The surgeon worked from a small incision on the site of the neck below the mandible with an endoscope viewing the affected arytenoid cartilage. When visibility is minimal, I tend to phase out all else. The large ventilators make a rhythmic trance-inducing beat. It can be way too easy to space off. Wondering about recovery, after care, healing time. thinking about the possible complications since this surgery is located near various important structures like the internal and external carotid arteries, sympathetic trunk, trachea, esophagus etc. This question regarding complications is bound to pop up later.

“Get a towel.” It still takes me a minute to work through the muffled sounds when people speak through surgical masks. The Surgeon was sweating something terrible. ‘Get a towel to wipe this sweat.’ He wasn’t talking to anyone in particular.

My classmate asked loudly and quizzically. ‘Is he serious right now?’ I cringed in the awkward silence. I shook my head and  immediately began searching the walls for a paper towel dispenser. Yeah, right.  The other 4 students had the same instinct. There were jolted efforts and several students disappeared to find towels. The resident, in her infinite wisdom, pulled a surgery towel from the table and tossed it to my quizzical classmate.

The surgeon pulled away from the incision to carefully instruct how one folds a towel when wiping away sweat from another’s face… not something  we rehearsed in our first year course ‘Principals and techniques of Surgery.’ Unfortunately, the instructions on how to precisely fold the towel were muddled with frustration and it was multiple folding attempts later before this towel was folded appropriately.

The Surgeon turned his back to the student, and she reached around him to hold the towel in front of his face with her hands.
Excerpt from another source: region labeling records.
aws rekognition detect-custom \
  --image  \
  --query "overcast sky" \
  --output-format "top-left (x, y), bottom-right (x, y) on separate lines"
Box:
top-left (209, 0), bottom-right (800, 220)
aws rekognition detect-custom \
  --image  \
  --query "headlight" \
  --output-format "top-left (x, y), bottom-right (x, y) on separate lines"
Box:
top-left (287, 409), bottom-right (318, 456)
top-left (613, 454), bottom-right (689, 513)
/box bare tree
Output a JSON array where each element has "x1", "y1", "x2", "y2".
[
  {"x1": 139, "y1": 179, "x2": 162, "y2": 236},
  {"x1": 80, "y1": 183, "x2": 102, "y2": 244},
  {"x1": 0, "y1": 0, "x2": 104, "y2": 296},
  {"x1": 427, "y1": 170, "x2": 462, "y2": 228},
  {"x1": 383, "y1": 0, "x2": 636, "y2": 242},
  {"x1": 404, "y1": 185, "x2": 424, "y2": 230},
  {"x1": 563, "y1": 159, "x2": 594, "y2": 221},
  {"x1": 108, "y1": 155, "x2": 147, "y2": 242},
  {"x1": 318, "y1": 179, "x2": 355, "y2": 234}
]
It looked uncomfortable… He proceeded to wipe his head so vigorously that he knocked one end free. The towel almost hit his sterile gown. This would’ve been a surgical nightmare, broken sterility… requiring rescrubbing, regloving, and regowning…postponed the procedure, cost the client more money, put the patient at increased risk…bad juju.

To describe the atmosphere as suspenseful would be an understatement. it wasn’t until my classmate was done that I realized even I was holding my breath.
‘Stand by in case I need it again.” he said, while diligently and carefully continuing his work. I made eye contact with my classmate, who stood uncomfortably at her post. She gestured to the towel and made a face. I thought ‘hell, and we will be doctors in 5 months?’